O The New York Times superou a barreira dos 120 prêmios em sua história com três novas condecorações. Pelo terceiro ano consecutivo, o diário levou o prêmio de melhor jornalismo internacional graças a uma reportagem sobre os esforços de Vladimir Putin para projetar o poder da Rússia no exterior.
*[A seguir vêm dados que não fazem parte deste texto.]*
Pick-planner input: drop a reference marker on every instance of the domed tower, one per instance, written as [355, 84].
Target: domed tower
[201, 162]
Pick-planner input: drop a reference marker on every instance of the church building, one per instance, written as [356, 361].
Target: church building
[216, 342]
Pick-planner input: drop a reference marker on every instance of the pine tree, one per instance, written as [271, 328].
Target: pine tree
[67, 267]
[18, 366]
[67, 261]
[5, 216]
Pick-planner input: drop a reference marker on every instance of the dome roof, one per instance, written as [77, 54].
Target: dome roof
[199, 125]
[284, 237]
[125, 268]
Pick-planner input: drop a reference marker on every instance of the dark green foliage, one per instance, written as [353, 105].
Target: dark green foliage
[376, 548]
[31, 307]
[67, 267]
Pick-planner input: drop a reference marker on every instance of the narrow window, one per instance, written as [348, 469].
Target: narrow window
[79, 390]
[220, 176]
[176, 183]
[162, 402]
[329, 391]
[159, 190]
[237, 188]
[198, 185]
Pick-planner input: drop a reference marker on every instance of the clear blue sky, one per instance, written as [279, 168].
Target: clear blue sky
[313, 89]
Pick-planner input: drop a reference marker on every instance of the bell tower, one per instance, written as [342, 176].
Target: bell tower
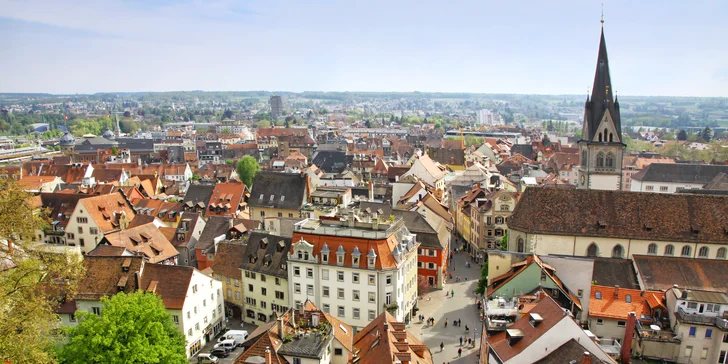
[601, 147]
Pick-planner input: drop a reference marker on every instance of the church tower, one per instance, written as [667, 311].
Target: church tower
[601, 147]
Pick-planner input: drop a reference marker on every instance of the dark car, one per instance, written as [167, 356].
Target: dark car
[220, 353]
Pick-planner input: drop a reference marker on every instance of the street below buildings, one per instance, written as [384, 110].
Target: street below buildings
[461, 306]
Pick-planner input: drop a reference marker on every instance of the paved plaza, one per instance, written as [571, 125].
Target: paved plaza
[462, 306]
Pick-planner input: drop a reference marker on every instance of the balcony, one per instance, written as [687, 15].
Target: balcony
[610, 346]
[701, 319]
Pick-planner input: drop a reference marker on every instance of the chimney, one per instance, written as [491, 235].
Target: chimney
[627, 340]
[586, 359]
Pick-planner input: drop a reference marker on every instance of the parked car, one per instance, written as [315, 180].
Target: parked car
[206, 359]
[220, 353]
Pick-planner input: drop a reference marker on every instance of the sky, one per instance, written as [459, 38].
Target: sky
[656, 47]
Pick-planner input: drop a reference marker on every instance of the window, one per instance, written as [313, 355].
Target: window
[592, 250]
[617, 251]
[652, 248]
[685, 251]
[703, 252]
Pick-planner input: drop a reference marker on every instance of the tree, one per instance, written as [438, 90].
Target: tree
[32, 282]
[682, 135]
[132, 328]
[707, 134]
[247, 168]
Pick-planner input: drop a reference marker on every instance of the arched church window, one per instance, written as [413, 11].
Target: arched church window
[610, 160]
[618, 251]
[592, 250]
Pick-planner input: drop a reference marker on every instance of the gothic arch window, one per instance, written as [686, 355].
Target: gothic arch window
[521, 245]
[618, 252]
[703, 252]
[686, 251]
[610, 160]
[652, 248]
[592, 250]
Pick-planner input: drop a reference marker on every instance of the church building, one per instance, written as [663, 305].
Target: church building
[601, 147]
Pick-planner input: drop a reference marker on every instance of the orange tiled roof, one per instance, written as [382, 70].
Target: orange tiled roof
[613, 303]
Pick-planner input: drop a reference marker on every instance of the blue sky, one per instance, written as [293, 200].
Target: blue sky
[531, 47]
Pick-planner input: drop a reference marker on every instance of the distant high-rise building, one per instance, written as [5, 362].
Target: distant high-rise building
[276, 105]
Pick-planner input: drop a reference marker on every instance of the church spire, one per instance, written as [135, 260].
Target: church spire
[602, 98]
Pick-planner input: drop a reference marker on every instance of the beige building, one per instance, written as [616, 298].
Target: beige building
[618, 224]
[265, 277]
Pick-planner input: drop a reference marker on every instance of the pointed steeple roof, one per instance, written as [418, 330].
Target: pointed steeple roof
[602, 98]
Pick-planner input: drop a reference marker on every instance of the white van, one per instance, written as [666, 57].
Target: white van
[206, 359]
[238, 335]
[228, 344]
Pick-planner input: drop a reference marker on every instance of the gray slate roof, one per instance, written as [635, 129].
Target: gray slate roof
[679, 173]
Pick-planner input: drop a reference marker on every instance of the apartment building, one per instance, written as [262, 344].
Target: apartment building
[354, 269]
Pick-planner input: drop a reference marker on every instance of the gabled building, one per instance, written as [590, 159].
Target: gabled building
[354, 269]
[278, 194]
[193, 299]
[264, 267]
[548, 334]
[303, 335]
[387, 340]
[619, 224]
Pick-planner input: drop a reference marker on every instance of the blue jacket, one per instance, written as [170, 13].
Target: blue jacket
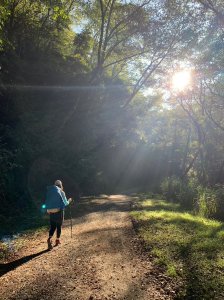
[55, 198]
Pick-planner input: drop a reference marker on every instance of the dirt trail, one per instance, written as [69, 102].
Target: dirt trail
[99, 262]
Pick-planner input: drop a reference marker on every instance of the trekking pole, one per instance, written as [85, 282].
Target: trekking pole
[70, 210]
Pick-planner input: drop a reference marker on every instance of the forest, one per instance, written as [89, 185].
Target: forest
[111, 96]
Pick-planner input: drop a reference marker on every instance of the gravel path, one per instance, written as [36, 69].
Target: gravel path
[101, 261]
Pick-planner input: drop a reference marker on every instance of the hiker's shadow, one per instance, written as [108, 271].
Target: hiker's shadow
[5, 268]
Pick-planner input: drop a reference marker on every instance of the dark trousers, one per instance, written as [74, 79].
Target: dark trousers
[56, 220]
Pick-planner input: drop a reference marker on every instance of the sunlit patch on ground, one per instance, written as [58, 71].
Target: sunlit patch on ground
[186, 246]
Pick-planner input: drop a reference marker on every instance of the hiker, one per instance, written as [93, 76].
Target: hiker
[55, 205]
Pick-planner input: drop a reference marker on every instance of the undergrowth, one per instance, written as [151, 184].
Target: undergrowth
[188, 247]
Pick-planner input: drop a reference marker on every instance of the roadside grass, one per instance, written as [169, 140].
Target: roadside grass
[188, 247]
[12, 244]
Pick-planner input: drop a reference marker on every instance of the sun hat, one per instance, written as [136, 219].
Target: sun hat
[58, 183]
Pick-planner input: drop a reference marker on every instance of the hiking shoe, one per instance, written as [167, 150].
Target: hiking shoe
[49, 244]
[57, 242]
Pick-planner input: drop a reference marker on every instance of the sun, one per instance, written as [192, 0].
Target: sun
[181, 80]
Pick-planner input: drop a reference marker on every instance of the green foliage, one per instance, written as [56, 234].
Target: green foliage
[188, 247]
Os jurados atribuem ao Times “ter revelado técnicas que incluem o assassinato, o assédio online e o ato de plantar provas incriminadoras contra seus oponentes”.

O jornal nova-iorquino, acostumado a dominar os prêmios mais prestigiados do setor, também foi condecorado na categoria fotografia, com a série em que Daniel Berehulak retratou a campanha de violência nas Filipinas, e na categoria revista, por uma reportagem de C.J. Chivers dedicada a um veterano da Guerra do Afeganistão que sofre de estresse pós-traumático.
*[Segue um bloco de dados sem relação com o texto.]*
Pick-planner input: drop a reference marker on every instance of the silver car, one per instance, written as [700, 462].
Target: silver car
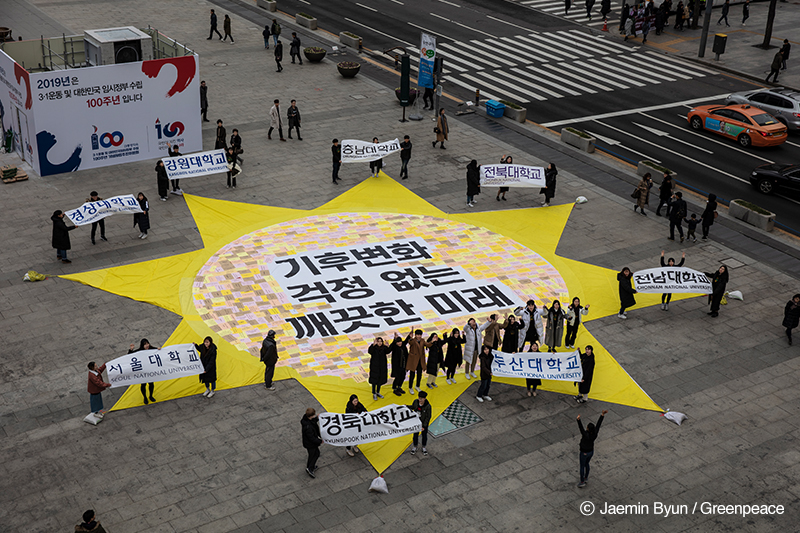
[783, 104]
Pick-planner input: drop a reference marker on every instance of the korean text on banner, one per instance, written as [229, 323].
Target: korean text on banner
[146, 366]
[427, 55]
[512, 176]
[351, 429]
[671, 279]
[193, 165]
[93, 211]
[361, 289]
[560, 366]
[354, 151]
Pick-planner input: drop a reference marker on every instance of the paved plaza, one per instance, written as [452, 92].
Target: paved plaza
[234, 463]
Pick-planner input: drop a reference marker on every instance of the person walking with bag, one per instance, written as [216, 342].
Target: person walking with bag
[791, 316]
[269, 356]
[441, 130]
[588, 436]
[311, 439]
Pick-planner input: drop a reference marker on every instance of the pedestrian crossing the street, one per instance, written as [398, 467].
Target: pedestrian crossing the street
[541, 66]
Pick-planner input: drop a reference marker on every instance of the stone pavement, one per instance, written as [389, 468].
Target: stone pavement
[234, 463]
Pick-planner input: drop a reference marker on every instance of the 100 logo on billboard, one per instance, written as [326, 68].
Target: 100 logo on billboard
[170, 129]
[106, 140]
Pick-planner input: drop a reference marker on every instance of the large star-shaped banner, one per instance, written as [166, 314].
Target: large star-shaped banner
[375, 261]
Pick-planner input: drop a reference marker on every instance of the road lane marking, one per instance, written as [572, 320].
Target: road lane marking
[631, 111]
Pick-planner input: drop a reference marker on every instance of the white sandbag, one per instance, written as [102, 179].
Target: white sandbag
[93, 419]
[379, 485]
[675, 416]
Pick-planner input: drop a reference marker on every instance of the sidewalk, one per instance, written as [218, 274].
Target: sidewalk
[235, 464]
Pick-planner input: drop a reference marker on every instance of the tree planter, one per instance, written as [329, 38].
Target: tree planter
[412, 95]
[752, 214]
[348, 69]
[349, 39]
[583, 142]
[643, 167]
[307, 21]
[269, 5]
[314, 54]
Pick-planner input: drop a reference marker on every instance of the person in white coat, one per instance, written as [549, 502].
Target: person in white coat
[473, 336]
[275, 120]
[529, 316]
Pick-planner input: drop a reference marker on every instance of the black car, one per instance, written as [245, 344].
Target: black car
[767, 178]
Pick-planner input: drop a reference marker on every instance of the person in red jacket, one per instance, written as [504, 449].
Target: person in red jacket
[96, 387]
A organização que, todos os anos, regressa à Universidade de Columbia para premiar as melhores obras jornalísticas reconheceu o trabalho do diário Miami Herald e do grupo McClatchy sobre os Panama Papers, uma série que envolveu mais de 300 jornalistas em seis continentes “para expor a estrutura oculta e a escala global dos paraísos fiscais”.

O Pulitzer das artes reconhece obras sobre desigualdade

Um relato sobre a trajetória dos escravos afro-americanos até a liberdade foi premiado com o Pulitzer de melhor livro de ficção de 2017 por sua “inteligente fusão de realismo e alegoria que combina a violência da escravidão e o drama da fuga”, nas palavras do júri sobre a obra de Colson Whitehead.

Segundo os jurados, Underground Railroad é “um mito com ecos na América de hoje”. Na categoria de não-ficção, a Universidade de Columbia destacou a obra de Matthew Desmond, Evicted, que conta como os despejos em massa após a crise das hipotecas de 2008 condenou milhares de cidadãos à pobreza.

A obra Sweat, de Lynn Nottage, dedicada aos obstáculos enfrentados pelos trabalhadores dos Estados Unidos para atingir o sonho americano foi premiada na categoria de teatro, enquanto o prêmio de história foi dado para Blood in the Water, uma investigação sobre as consequências das revoltas na prisão de Attica, em 1971. A categoria de poesia também premiou uma obra dedicada às minorias raciais, reconhecendo Tyehimba Jess por seus poemas dedicados às noções de raça e identidade.

A nível local, o Pulitzer de 2017 premiou o The Salt Lake Tribune, o jornal do Utah que revelou “o tratamento perverso, punitivo e cruel” dado às vítimas de agressões sexuais na Universidade Brigham Young, a mais prestigiosa do Estado. A categoria de notícias urgentes destacou um jornal de Oakland, na Califórnia, por sua cobertura de um incêndio que provocou a morte de 36 pessoas. O júri afirmou que os jornalistas “expuseram as falhas da cidade na hora de tomar medidas que poderiam ter prevenido [a tragédia]”.